Yet this is the kind of annual exponential growth that governments consider normal. Besides pushing our demands beyond the limits of the natural world, the authors say it widens the gap between rich and poor, because only the rich have pools of capital to invest. So their wealth grows exponentially, and the poor lag increasingly behind.
What will bring society to collapse, the authors say, won’t be exhaustion of the planet’s stock of energy and raw materials. It will be the growing and insurmountable cost of exploiting them, plus the cost of dealing with the increasing waste and pollution it will cause.
The authors spent decades analyzing how dynamic systems work. They say that unless the world changes the structure of its system, the causes of pressure will not be eliminated and society will collapse. Changing the structure, they say, means abandoning the myth that exponential growth is good.

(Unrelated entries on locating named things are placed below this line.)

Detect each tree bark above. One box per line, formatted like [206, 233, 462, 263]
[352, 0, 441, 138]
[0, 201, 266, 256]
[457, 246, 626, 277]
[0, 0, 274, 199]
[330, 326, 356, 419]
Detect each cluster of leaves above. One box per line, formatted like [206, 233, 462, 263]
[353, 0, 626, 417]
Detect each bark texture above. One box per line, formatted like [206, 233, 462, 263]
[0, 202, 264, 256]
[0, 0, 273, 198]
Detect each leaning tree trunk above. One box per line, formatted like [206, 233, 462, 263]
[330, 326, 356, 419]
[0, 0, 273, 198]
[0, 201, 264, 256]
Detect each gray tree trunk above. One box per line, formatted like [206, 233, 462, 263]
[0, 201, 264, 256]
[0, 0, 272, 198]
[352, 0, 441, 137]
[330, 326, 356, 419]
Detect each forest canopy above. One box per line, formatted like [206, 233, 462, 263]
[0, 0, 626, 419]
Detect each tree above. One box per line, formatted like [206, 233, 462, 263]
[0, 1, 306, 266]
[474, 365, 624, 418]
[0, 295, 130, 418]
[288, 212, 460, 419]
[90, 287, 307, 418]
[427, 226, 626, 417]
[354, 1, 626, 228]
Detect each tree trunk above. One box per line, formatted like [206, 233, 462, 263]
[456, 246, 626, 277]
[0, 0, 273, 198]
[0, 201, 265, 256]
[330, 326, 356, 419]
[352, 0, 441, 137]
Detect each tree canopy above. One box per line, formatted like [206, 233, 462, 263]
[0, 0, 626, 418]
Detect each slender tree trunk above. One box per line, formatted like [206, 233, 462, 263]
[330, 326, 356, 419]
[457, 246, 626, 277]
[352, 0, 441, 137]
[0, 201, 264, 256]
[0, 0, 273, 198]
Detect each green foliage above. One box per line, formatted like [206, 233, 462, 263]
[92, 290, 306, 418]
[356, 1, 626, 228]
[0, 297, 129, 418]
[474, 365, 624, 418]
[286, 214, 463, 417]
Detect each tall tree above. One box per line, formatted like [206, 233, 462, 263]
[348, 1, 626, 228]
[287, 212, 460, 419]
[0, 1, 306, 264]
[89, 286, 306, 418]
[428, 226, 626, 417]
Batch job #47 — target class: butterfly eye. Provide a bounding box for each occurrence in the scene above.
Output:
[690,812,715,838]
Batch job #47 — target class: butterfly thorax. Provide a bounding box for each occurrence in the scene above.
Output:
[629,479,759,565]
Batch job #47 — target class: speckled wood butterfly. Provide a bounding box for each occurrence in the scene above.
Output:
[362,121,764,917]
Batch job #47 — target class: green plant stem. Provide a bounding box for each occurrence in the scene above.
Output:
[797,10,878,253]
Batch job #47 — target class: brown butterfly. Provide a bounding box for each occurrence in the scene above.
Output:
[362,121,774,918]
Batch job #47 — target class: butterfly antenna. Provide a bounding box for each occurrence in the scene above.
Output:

It means a revolutionary change that sees people not as consumers and producers — in other words not as tools of the economy — but as citizens of invaluable worth in their own right.
The overall standard of living would have to be lower, but the quality of life could be immensely improved. And if that is achieved, if people are assured a decent life, history shows that birth rates will fall, and populations will stabilize.
In Canada we’re fortunate. We’ve been discussing the beginnings of such a revolution on and off for 30 years. It’s called the guaranteed annual income — and embedded within it is a sensitivity toward the welfare of the whole, which is what sustainability and the much-needed revolution are all about.